A recent report in The Times quoted a survey, stating that the most common cause of embarrassment among teenagers is the sight of their dad dancing at a disco. I hope then that none of Bernard Sumner’s children have caught glimpse of his performance of “Fine Time” on Top of the Pops. At that time, New Order meant everything to me. Sure, I liked other bands, even loved a couple; but I anticipated the release of Technique like no other. But even I saw Sumner’s gurning face, seemingly patting the heads of invisible goblins that only he could see, and felt slightly uncomfortable. This was a move I was unlikely to replicate at the sixth form disco. But then the album came out, and it all made sense. I knew why Sumner was dancing. This was music to dance to.
But it’s not a dance album. A major misconception of Technique is that it is out and out electronic music, but in fact its every bit as conventional a New Order album as anything that preceded it. Its closest companion is Brotherhood, and in fact songs “All The Way”, “Love Less” and “Guilty Partner” wouldn’t sound out of place there against “Paradise” and “Weirdo”. “All the Way” in particular is New Order at their melodic best, lyrics (“it takes years to find the nerve.. to find the truth, inside yourself“) that could have come out of a motivational pamphlet. Closing track “Dream Attack” and the side two opener “Run” also combine both sides of their talents, Peter Hook’s rambling bass-lines prominent in the mix and Gilbert’s simple but effective chord structures.
It is maybe considered their dance opus as the more electronic tracks seem to dominate the album. “Jetstream” aside, “Fine Time” is probably the crappest single of their career, yet strangely I have a real soft spot for it. I remember fondly seeing the lyrics printed in Smash Hits, marvelling at how awful they really were, the song itself akin to listening to someone pressing random keyboard pre-sets whilst Sumner blurts out the first thing to come into his head. “Mr Disco” is a triumph of production over substance, where everything sounds so crystal clear and dynamic that you somehow ignore the slender melody.
The highlights for me are “Dream Attack”, its extended ending beautiful, guitars and keyboards twisting and shimmering like tinsel on a Christmas tree. And then “Round and Round”, an exceptional track. Personally, I prefer the single mix to the one on the album; it’s smoother, more elegant than its jagged cousin. On the album it sounds brittle, the drums snapping like breadsticks, little trace of reverb on Sumner’s vocal. The single mix is glossier, and all the better for it. Best of all, on the bonus CD the best version of all has been included – Kevin Sanderson’s utterly wonderful extended mix. Here, the song is stripped to its component parts, building it up again in pieces before taking a breath into the opening verse, the harmony line on the chorus a significant contribution to the tracks emotional intensity.
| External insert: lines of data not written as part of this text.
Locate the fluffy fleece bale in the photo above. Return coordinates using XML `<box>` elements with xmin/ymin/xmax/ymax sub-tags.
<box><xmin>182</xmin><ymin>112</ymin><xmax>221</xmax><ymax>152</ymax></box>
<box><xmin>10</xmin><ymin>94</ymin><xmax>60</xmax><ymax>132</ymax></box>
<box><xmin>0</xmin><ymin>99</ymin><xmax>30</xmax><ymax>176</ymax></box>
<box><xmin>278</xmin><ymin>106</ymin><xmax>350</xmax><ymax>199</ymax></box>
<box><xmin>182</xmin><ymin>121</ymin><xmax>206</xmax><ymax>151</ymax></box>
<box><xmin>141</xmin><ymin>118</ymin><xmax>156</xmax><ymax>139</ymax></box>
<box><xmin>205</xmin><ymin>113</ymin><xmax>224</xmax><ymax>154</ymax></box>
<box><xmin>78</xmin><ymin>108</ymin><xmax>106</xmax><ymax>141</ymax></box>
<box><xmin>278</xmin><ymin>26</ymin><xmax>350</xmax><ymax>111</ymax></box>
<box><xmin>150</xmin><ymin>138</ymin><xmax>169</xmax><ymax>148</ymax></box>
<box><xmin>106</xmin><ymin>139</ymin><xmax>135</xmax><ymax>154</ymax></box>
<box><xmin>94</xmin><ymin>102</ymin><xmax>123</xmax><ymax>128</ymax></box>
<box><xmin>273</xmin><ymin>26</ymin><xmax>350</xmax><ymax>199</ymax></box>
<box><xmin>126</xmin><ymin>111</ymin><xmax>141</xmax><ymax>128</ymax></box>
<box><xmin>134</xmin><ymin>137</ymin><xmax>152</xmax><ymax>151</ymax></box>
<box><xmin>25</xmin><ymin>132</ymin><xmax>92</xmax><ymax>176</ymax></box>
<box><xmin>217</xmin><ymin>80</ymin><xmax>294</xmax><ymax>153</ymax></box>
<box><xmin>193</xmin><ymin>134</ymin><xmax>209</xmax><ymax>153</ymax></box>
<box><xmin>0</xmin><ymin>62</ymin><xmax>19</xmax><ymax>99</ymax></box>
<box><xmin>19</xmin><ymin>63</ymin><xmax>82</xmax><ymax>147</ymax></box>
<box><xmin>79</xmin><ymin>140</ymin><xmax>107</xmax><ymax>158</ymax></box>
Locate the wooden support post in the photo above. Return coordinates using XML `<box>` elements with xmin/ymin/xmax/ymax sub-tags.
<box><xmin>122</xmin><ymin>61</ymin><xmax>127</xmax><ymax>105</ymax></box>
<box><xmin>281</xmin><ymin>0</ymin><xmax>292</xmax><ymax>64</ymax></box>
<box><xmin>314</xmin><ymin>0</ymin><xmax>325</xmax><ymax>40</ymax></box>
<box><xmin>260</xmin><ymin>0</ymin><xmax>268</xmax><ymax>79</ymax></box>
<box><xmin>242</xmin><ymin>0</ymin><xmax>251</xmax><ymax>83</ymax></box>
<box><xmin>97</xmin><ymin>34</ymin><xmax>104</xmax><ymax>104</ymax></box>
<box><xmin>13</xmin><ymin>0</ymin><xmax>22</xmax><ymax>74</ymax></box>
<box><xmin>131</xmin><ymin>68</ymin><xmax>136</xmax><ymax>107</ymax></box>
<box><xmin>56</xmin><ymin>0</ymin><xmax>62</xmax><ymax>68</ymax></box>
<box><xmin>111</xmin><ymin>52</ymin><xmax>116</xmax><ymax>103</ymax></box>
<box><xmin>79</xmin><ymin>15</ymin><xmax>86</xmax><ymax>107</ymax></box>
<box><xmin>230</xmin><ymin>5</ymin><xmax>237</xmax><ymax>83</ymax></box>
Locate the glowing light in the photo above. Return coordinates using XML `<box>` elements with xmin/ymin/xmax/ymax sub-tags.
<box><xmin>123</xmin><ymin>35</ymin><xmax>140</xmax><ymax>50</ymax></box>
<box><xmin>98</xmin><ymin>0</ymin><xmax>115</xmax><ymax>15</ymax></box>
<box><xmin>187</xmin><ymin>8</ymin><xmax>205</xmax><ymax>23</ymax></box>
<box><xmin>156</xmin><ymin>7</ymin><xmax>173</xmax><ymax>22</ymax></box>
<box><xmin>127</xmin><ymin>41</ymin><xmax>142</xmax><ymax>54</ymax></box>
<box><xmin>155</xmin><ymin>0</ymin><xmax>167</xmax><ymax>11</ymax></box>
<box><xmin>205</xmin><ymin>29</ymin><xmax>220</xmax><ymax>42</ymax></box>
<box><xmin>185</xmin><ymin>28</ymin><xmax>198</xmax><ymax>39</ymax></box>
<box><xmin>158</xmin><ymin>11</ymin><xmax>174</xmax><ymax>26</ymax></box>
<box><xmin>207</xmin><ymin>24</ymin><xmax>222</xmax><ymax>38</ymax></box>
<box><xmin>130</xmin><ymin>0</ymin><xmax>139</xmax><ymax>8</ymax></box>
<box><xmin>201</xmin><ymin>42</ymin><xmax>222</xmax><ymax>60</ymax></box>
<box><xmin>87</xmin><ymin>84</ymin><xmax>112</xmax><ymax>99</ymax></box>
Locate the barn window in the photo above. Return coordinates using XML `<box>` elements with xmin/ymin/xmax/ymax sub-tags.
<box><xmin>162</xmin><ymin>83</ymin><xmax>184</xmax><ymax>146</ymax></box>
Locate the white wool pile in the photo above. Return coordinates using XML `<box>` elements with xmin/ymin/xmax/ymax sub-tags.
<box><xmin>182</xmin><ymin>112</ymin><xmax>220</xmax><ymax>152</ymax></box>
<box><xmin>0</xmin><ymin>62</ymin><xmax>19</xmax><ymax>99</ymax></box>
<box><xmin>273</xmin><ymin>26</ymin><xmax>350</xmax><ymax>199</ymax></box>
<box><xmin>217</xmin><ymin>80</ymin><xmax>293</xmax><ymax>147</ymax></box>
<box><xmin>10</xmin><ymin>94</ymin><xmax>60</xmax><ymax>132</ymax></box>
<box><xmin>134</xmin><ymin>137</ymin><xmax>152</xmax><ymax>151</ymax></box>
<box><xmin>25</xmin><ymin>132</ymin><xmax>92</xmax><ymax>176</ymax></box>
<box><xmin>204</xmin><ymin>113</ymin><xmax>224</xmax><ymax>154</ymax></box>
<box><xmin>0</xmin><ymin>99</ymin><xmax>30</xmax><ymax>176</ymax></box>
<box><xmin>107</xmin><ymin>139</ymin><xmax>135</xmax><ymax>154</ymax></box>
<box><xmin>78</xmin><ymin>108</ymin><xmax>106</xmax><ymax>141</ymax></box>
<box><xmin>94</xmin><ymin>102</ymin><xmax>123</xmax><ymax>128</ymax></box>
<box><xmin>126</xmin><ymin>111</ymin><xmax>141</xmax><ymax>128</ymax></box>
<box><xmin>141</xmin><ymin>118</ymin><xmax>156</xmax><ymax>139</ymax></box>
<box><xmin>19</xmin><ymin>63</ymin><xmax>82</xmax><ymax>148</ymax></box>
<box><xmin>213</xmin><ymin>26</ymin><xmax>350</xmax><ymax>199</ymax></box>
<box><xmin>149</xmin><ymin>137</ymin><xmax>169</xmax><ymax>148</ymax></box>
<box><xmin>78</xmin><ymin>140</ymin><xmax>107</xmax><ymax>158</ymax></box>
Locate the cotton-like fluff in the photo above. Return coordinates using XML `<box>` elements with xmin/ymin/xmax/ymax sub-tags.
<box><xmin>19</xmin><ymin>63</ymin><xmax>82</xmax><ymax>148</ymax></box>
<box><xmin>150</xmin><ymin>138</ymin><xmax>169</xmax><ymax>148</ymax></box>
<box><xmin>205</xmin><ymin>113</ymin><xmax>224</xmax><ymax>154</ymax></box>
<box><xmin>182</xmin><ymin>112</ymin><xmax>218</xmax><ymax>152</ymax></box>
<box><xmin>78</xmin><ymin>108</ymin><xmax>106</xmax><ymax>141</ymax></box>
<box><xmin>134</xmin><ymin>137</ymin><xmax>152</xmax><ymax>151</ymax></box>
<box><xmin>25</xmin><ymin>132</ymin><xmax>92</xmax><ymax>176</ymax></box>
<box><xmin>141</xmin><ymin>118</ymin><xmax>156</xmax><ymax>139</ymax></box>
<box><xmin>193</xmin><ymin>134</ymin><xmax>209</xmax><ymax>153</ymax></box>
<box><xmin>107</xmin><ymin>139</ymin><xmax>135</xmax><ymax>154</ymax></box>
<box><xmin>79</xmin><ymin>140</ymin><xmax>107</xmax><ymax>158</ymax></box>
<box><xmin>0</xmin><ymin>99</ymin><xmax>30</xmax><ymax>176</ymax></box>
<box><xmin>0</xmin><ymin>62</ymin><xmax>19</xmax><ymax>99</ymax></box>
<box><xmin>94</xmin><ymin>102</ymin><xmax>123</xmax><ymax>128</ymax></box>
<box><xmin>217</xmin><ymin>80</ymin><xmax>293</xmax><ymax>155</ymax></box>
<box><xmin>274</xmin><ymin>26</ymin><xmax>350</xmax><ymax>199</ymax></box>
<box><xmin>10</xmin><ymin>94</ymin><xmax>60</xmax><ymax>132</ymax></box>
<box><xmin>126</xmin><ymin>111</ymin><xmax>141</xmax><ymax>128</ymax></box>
I am reviewing the music, not the condition of the remastering, and I know there have been some complaints as to the quality, pops and creaks suggesting that vinyl copies have been used for the source material. I don’t want to add any comment to this, but this bonus CD is the poorest offering out of all the new editions. B-sides from the Technique singles sound more like keyboard demos, “MTO” in particular the sort of thing you could knock up yourself in Garageband in an evening. The “Fine Time” mixes are nothing special, “Don’t Do It” awkward and clumsy, “Best & Marsh” plodding and dated.
These collectors’ editions have been something of a letdown, particularly compared to what has been offered by their contemporaries. The Cure have released exceptional expanded versions of their albums, containing a smorgasbord of demos, alternative mixes and live takes. Depeche Mode’s repackaged albums, although containing nothing new musically, at least showed a bit of time and effort, with the insightful documentaries and 5.1 mixes. These releases are light by comparison, offering little new material. People who do not have these albums can still pick up the original releases for about a fiver each, which I suggest they do. Fans would be best placed to cherry pick the tracks they don’t have from Itunes, which is what I have done. The first five albums from New Order all have their merits, and all deserve a place in your collection. Sadly though, these re-issues (in particular Technique) fall short on many levels, making them hard to recommend.